Here are some ways that small businesses can practice corporate sustainability:
- Go paperless
- Use a LEED-certified office space
- Partner with like-minded small businesses
- Make charitable donations
- Pay employees fairly
- Provide a safe and flexible workspace
- Reduce resources and increase green initiatives
- Buy used office equipment
- Improve the community
- Reduce energy usage
Benefits of Corporate Sustainability
There are obvious benefits to global and local communities from practicing corporate sustainability. But the truth is that these practices also make financial sense for companies.
Practicing social corporate sustainability, for example, means having more satisfied employees. This, in turn, leads to higher employee satisfaction and loyalty. Companies save money by treating employees well because worker retention rises and turnover decreases.
The efforts that fall under the broad category of corporate sustainability are so many that, as you can imagine, the impacts are incalculable. Naturally, investors and shareholders want to know what these changes will do to their investment.

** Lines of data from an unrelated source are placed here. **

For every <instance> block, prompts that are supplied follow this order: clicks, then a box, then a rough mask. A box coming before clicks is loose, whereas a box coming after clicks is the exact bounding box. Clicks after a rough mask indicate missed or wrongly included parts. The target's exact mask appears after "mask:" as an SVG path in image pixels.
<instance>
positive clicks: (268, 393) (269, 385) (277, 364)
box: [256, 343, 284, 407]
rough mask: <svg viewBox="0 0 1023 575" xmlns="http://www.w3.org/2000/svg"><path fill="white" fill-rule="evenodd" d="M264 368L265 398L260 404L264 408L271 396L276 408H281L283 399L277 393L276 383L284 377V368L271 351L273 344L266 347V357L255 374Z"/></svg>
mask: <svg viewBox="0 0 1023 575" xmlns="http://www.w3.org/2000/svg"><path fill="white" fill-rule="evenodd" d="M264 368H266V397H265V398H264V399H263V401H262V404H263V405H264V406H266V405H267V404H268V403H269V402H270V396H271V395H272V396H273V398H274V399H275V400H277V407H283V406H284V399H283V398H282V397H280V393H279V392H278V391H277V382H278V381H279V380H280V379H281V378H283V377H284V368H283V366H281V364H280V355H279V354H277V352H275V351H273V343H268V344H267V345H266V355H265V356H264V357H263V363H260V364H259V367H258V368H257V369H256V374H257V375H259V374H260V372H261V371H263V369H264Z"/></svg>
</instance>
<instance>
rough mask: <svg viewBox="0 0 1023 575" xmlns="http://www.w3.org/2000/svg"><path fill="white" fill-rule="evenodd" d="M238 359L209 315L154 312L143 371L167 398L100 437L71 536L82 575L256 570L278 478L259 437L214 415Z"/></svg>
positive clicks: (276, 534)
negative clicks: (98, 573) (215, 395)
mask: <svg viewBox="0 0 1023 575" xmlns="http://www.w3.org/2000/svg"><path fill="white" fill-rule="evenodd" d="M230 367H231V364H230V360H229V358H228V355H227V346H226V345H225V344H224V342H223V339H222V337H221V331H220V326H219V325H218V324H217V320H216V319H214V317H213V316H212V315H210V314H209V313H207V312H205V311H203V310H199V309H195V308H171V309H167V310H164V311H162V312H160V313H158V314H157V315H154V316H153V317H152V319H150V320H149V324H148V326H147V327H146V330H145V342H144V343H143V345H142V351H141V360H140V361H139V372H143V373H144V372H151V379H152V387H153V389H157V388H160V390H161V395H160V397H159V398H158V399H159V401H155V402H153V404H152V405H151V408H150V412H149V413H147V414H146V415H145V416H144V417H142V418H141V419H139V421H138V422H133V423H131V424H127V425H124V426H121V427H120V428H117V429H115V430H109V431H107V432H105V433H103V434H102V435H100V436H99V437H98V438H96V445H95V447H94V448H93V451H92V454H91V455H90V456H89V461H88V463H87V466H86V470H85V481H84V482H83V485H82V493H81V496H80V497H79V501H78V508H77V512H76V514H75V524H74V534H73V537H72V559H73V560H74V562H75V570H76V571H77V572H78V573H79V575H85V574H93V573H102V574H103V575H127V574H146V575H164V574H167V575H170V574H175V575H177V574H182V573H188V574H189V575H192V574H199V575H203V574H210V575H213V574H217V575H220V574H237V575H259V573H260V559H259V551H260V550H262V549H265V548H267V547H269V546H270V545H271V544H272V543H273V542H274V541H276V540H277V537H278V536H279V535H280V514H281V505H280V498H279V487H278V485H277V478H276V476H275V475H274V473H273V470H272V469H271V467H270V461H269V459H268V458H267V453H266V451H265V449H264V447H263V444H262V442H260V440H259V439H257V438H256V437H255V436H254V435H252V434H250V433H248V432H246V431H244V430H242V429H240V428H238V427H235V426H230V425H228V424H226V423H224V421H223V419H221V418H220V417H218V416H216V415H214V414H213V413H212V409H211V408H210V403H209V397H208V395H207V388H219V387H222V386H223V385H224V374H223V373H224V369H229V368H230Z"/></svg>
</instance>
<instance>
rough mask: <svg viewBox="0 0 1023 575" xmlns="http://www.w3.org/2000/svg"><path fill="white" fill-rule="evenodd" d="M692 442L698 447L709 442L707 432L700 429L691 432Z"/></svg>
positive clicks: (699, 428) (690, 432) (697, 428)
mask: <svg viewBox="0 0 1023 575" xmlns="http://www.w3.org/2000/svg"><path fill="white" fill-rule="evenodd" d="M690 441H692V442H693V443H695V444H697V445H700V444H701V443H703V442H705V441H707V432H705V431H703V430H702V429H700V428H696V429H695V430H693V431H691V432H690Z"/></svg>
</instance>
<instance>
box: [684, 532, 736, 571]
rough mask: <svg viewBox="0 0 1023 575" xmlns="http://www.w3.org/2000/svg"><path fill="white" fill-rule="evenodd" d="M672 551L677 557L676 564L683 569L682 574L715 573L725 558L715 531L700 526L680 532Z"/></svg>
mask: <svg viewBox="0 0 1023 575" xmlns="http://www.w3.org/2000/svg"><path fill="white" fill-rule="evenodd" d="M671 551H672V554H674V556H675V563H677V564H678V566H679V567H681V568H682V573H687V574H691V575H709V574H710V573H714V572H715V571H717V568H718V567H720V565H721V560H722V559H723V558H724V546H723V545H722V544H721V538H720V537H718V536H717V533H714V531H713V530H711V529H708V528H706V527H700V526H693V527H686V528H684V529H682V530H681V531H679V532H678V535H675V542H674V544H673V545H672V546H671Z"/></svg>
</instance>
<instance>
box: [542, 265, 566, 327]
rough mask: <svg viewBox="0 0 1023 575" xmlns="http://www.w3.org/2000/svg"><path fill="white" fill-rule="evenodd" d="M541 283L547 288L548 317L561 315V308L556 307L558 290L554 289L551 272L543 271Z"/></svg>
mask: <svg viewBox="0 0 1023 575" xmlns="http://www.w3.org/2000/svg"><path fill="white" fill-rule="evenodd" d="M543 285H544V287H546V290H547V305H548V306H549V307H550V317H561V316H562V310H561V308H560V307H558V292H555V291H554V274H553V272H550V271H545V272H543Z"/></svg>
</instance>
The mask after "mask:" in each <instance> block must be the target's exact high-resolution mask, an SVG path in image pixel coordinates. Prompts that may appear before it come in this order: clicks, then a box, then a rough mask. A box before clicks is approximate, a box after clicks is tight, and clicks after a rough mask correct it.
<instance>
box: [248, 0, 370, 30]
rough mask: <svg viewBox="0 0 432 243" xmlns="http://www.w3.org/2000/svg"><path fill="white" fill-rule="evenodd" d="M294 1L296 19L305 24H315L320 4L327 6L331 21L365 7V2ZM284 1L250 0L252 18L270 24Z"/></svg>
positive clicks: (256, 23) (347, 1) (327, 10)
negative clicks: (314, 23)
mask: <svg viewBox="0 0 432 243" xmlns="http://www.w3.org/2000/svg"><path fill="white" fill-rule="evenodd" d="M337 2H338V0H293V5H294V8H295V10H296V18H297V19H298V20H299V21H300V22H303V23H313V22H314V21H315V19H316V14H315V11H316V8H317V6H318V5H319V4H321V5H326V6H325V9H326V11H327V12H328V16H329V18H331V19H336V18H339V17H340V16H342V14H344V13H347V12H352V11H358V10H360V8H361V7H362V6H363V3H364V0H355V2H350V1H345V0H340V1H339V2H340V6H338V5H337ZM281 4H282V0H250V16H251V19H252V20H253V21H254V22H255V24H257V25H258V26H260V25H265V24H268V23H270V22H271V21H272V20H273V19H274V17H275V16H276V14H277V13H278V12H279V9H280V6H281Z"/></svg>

In terms of how corporate sustainability practices affect businesses themselves, these results are easier to quantify. The most significant impact of these practices is the effect on a business’s reputation.
By implementing better business practices, companies have the chance to improve their public image and reputation. Consumers want to trust corporations when they believe that they have public interest and ethical practices at heart.
It’s likely that as consumers become more aware of the importance of sustainable and environmentally-friendly practices in companies, businesses that do not implement these strategies may eventually have to deal with a failing reputation, if not market penalties.
Corporate sustainability is a new and ever-growing concept. There are countless practices that businesses can put in place to be more socially and environmentally responsible, whether they are large corporations with large carbon footprints or small, local businesses. Not only is this better for global communities and the planet, but it is also better for business.
Increasingly, consumers demand ethical practices of the businesses that they patronize. Corporations may soon find themselves needing to implement corporate sustainability practices whether they want to or not. But considering the financial and global impact of such practices, they are in everyone’s best interest, as well as the planet’s.